As a front and back-office, an all-rounder who feels at home putting out fires both figuratively and literally, managing your restaurant’s accounting may very well be at the bottom of your to-do list. However, knowing your numbers is key to the dream of running a successful (and profitable) restaurant. 

In this restaurant accounting guide, we’ll break down the basics you need to get going so that the idea of restaurant accounting doesn’t leave you feeling defeated.

Looking for a way to manage your restaurant accounts and your stock control system? growyze allows you to set up a 100% paperless stock control process that helps you to increase efficiency and makes your final numbers more accurate. Book a demo to see how!

Why restaurant accounting is important

Unfortunately, many restaurants rarely make it off the starting block. Some due to bad timing, bad luck or recession, but others due to errors that were made early-on which led to a spiral of increasing costs and reducing profit.

This is why having a handle of your restaurant’s accounting is important from day one. Each accounting entry, as unimportant as it may seem, plays a crucial role in helping you to spot issues, increase profit and prevent loss. 

Secondly, accounting in a restaurant isn't a "nice to have" like marketing or HR may be. From business owners, to HMRC, there are plenty of third-party observers and stakeholders who need an accurate record of accounts to see how things are (or aren't) performing.

Then you have the crossover between restaurant accounting and restaurant management. Without knowing your numbers it's difficult to make good business decisions. Good restaurant accounting is made up of many micro pieces of data - how much stock you have, how many products you're wasting, what the true cost of menu items are - all of which help you to refine margins and prevent loss.

Do you need to hire a bookkeeper for your restaurant’s accounting?

The short answer is 'NO'.

While bookkeepers and accountants have expertise that restaurant management teams don't, much of the value of outsourcing bookkeeping is time-saving - i.e. time saved gathering all the right data for accurate accounting for restaurant income and expenses.

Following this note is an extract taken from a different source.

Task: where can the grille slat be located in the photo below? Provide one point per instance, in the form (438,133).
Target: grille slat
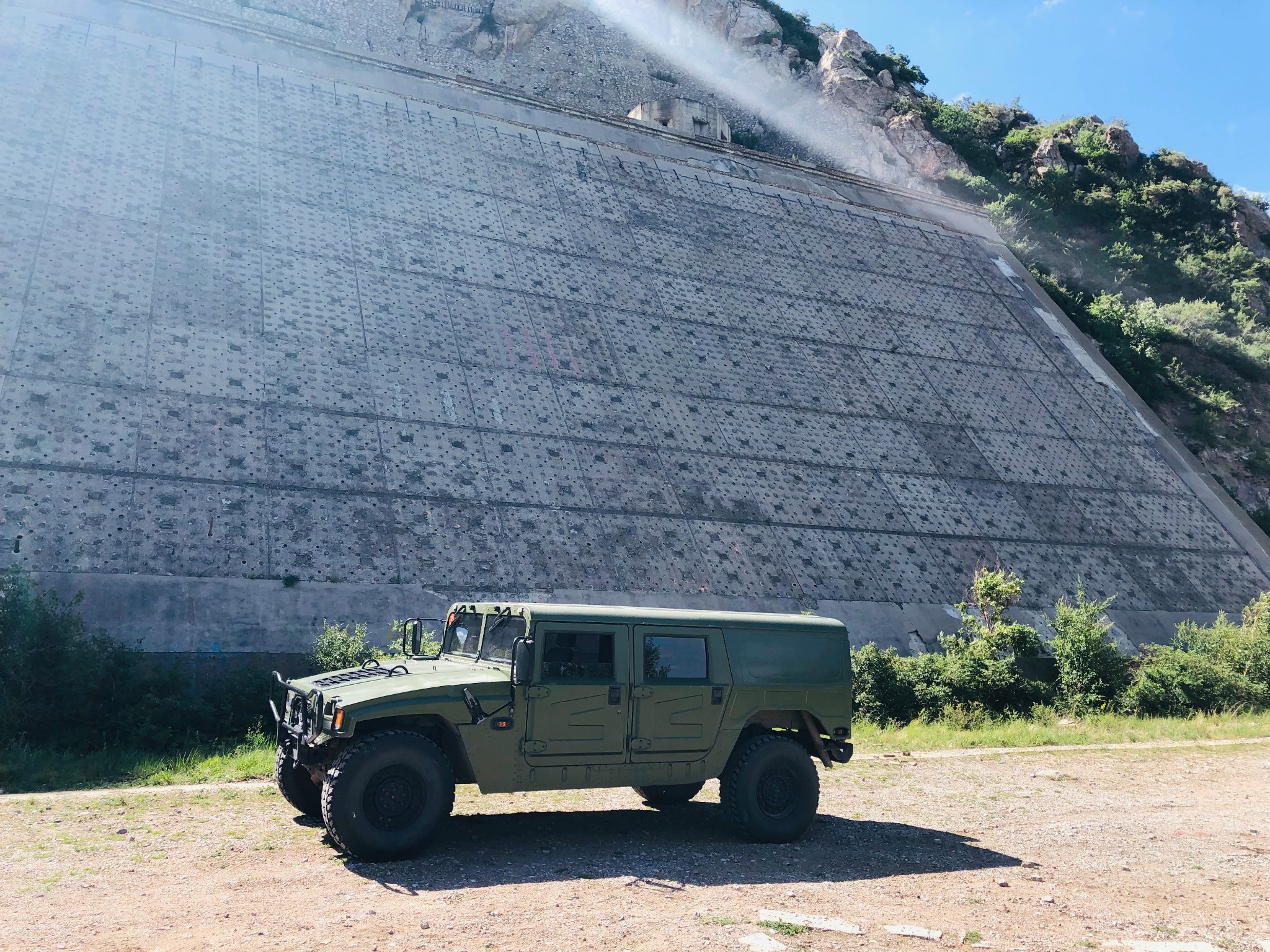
(358,674)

However, with the right technology and tools at your fingertips, all of that complexity-outsourcing can be simplified and brought back in-house.

Instead of paying a bookkeeper to juggle endless spreadsheets, the right software for restaurant accounting can end spreadsheet dependency completely, slashing the time it takes to keep your restaurant books in order.

If you still like the reassurance of having a bookkeeper on-hand, you can leverage their support in a lighter lower-investment way, for example just to check over your figures.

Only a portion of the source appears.